For all the spirited debate about the success or failure of the White House's energy policies, presidents have little control over the market forces that drive gas prices higher or lower.
“(Obama) gets blamed for high gasoline high prices -- which he has nothing to do with -- and he takes credit for higher production -- which he has nothing to do with,” said John Kingston, director of news at Platt’s. “So maybe it all sort of balances out.”
The timing of the pump price plunge comes as the candidates continue to pound each other over energy policy. After surging to more than $4 a gallon in many parts of the country, the national average price of a gallon of regular has fallen by 13 cents to $3.58 in the past week, according to Energy Department data.
The sharp slide is expected continue, according to AAA, pulling average pump prices down to between $3.40 and $3.50 by Election Day and $3.25 to $3.40 by Thanksgiving.
The prospect for that continued decline rests, in part, on continued stability in the price of crude oil, which has remained remarkably steady despite ongoing tensions with Iran over its nuclear program.
As the U.S. and its allies have tightened the noose on Tehran this year, the loss of oil revenues has plunged the Iranian economy into chaos. Crude oil sales generate about half of Iranian government revenues. Oil and oil products make up nearly 80 percent of its total exports, according to U.S. estimates. Oil analysts calculate that the sanctions have blocked sales of roughly 1 million barrels a day, or about a quarter of Iran’s production capacity.
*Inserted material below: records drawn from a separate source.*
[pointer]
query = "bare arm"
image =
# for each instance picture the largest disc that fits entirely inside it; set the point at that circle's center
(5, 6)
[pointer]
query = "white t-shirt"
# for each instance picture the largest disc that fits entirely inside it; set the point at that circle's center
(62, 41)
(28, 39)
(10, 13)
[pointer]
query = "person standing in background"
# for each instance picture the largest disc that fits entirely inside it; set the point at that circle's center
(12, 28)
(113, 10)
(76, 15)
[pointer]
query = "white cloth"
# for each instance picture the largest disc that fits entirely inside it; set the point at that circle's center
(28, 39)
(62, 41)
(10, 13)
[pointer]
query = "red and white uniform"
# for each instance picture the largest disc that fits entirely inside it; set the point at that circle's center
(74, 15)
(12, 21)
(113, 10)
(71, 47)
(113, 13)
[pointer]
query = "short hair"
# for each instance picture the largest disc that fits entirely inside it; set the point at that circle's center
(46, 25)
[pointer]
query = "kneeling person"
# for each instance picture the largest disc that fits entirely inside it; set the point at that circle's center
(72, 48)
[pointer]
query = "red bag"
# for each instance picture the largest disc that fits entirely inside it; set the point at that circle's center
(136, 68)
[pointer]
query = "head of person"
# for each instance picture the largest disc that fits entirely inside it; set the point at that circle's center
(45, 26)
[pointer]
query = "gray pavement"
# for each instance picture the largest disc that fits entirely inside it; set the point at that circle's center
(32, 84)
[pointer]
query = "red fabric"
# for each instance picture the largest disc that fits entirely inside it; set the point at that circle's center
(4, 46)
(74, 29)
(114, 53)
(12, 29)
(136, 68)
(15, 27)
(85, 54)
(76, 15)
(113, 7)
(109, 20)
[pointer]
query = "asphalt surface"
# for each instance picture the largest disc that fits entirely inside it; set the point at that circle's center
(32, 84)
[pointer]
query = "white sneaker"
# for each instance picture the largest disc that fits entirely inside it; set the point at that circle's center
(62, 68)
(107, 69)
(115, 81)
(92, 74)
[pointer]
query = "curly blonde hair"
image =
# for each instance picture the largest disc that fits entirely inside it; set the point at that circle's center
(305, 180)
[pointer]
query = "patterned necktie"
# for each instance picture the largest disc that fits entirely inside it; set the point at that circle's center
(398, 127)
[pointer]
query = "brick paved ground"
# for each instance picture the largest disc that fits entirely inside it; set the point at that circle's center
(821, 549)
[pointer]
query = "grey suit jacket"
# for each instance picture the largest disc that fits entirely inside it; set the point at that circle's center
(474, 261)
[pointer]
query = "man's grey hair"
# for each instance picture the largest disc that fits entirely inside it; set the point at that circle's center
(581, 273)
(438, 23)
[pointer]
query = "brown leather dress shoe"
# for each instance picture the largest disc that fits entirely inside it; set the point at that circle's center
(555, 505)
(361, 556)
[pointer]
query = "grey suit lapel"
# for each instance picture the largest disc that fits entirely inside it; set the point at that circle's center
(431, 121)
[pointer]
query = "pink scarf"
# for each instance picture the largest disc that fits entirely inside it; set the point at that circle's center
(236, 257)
The lost oil income has lopped roughly a third off the value of the Iranian currency, the rial, relative to the dollar, sparking a round of painful inflation for Iranian consumers and putting added pressure on the Iranian regime to end its nuclear weapons development program.
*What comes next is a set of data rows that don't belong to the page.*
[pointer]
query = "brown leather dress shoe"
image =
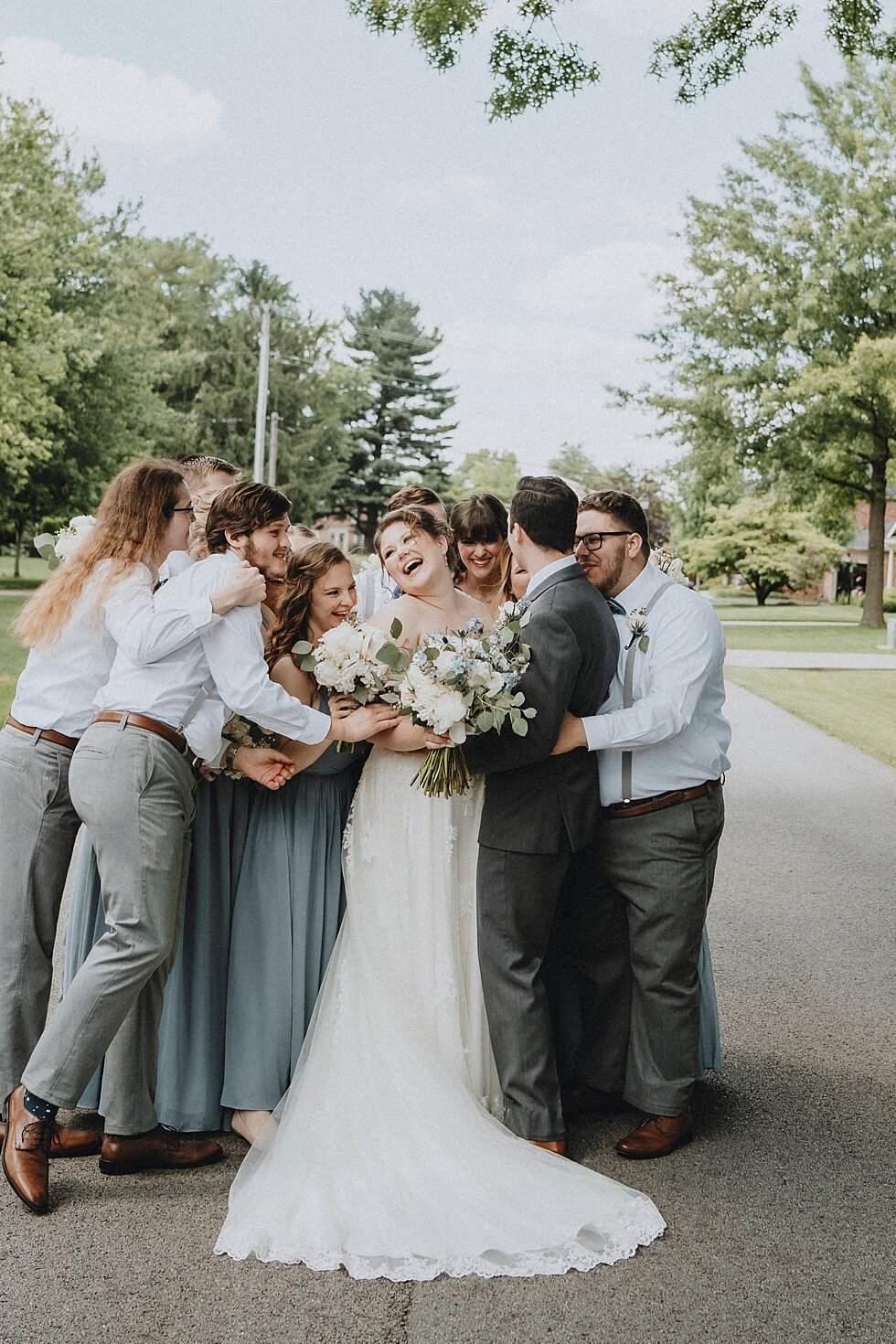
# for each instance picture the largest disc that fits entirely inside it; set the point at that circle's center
(69, 1141)
(26, 1152)
(554, 1146)
(657, 1136)
(123, 1153)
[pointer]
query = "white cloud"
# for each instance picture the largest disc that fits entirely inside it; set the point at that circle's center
(126, 114)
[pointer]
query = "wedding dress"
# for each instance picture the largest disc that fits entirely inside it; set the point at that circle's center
(386, 1155)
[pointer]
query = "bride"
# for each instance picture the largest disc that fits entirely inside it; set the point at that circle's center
(387, 1156)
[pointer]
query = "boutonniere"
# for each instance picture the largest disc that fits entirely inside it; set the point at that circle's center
(637, 623)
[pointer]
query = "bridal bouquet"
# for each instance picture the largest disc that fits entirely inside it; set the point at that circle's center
(59, 546)
(352, 659)
(461, 683)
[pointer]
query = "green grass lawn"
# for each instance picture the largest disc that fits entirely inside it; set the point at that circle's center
(858, 707)
(746, 609)
(31, 569)
(12, 656)
(812, 638)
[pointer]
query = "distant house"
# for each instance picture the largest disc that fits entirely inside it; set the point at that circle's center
(853, 569)
(340, 531)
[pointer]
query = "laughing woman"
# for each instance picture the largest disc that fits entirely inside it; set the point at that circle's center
(289, 894)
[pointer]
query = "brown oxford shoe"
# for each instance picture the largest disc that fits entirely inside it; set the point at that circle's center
(26, 1152)
(123, 1153)
(657, 1136)
(554, 1146)
(69, 1141)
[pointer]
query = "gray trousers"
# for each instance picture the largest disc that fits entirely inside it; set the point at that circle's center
(635, 932)
(37, 828)
(516, 902)
(134, 794)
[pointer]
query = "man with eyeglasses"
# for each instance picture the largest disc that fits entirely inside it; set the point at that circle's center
(661, 741)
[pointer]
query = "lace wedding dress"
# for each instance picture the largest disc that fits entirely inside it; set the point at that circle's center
(386, 1155)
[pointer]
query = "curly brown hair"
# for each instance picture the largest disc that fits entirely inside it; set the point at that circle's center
(132, 520)
(303, 571)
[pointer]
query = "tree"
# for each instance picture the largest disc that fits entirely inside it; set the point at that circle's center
(485, 474)
(577, 465)
(398, 425)
(762, 539)
(532, 63)
(779, 345)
On Tuesday, Iran said it would halt oil exports altogether if Western sanctions tighten any further.
"We have prepared a plan to run the country without any oil revenues," Iranian oil minister Rostam Qasemi told reporters in Dubai. "If you continue to add to the sanctions we (will) cut our oil exports to the world. ... We are hopeful that this doesn't happen, because citizens will suffer. We don't want to see European and U.S. citizens suffer."
Until recently, the threat of a full cutoff of Iranian oil production would have been enough to send crude prices soaring. But with global demand slowing because of sluggish economies, the oil markets have remained surprisingly stable.
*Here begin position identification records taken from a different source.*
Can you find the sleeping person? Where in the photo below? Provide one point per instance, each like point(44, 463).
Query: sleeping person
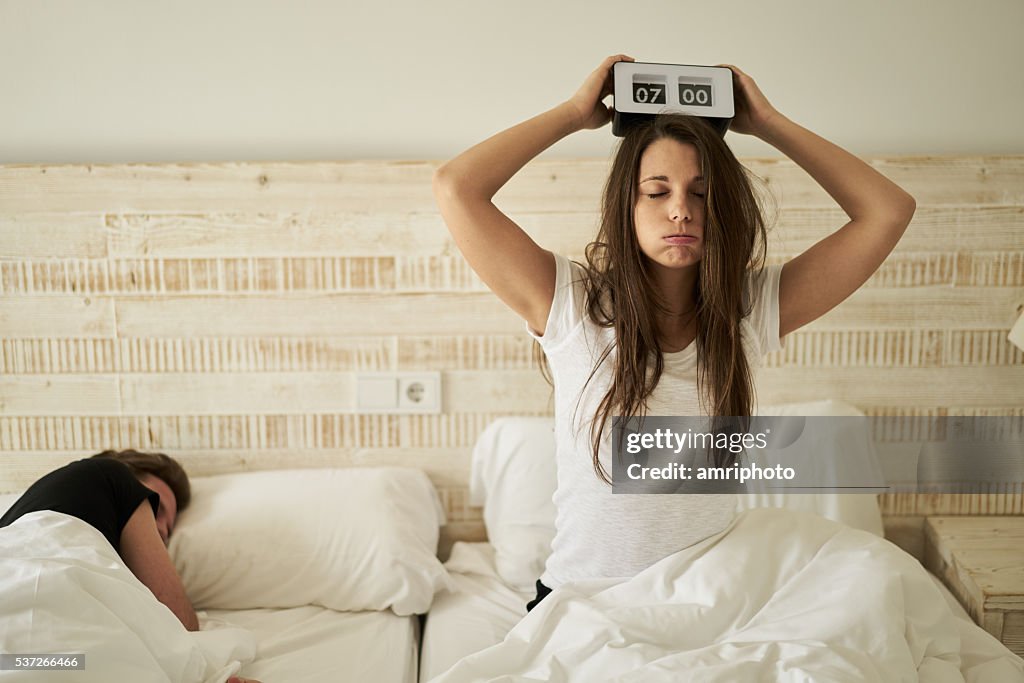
point(131, 498)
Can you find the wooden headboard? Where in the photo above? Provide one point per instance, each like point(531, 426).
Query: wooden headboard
point(219, 311)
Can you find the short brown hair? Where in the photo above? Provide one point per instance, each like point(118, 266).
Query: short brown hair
point(158, 465)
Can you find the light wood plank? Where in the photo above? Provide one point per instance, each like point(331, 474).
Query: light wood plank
point(981, 386)
point(51, 235)
point(542, 185)
point(27, 317)
point(280, 393)
point(473, 313)
point(64, 394)
point(315, 316)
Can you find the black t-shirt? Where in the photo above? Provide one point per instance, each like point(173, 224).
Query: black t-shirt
point(100, 492)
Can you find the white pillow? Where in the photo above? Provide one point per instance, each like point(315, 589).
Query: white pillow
point(856, 510)
point(356, 539)
point(513, 476)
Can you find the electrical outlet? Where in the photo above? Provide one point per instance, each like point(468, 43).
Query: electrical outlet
point(420, 392)
point(398, 392)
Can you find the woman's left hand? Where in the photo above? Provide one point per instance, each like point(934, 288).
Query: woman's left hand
point(754, 112)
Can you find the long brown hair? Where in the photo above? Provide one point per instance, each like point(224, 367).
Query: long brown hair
point(159, 465)
point(622, 293)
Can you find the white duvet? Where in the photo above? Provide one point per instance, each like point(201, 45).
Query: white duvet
point(65, 590)
point(778, 596)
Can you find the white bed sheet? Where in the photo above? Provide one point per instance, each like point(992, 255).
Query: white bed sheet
point(312, 644)
point(484, 608)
That could change if Iran ups the ante and moves to restrict oil shipments from other oil producers in the region. One long-standing worry in the oil markets is the potential crimp in supplies from military action in the Strait of Hormuz, the global pinch point bordering Iran through which roughly 20 percent of the world’s oil flows every day.
An Iranian blockade remains a constant threat to global oil supplies. Last month, more than 30 nations, led by the U.S. Navy, conducted naval exercises that included efforts to thwart a simulated mining of critical shipping lanes.
The results were not reassuring, according to a report by PBS Newshour.
Of the 29 simulated mines that were dropped in the water, “I don’t think a great many were found,” retired Navy Capt. Robert O’Donnell, a former mine warfare director for his service, told the NewsHour. “It was probably around half or less.”
U.S. oil refiners are getting an even bigger break on crude prices. That's thanks to a steady rise in North American production captive to a pipeline system that was designed and built before recent production surges in Canada and revived U.S. oilfields. Much of the credit goes to advances in technology that have had little to do with U.S. energy policy. But the gains have been both unexpected and dramatic.
Since 2009, shortly after Obama took office, U.S. oil output has risen by roughly 1.6 million barrels per day, ending a more than tw-decade decline in production. The glut of oil has depressed domestic prices compared to the global benchmark, providing U.S. refiners with a discount of about $20 a barrel below the global price of about $110. That lower U.S. price will continue to help keep U.S. pump prices in check.
The domestic oil boom has also helped cut unemployment in energy-producing states, adding roughly 1.7 million new jobs this year, according to IHS Global Insight’s energy research group. That number could rise to almost 3 million by 2020, the firm said in a study released Tuesday.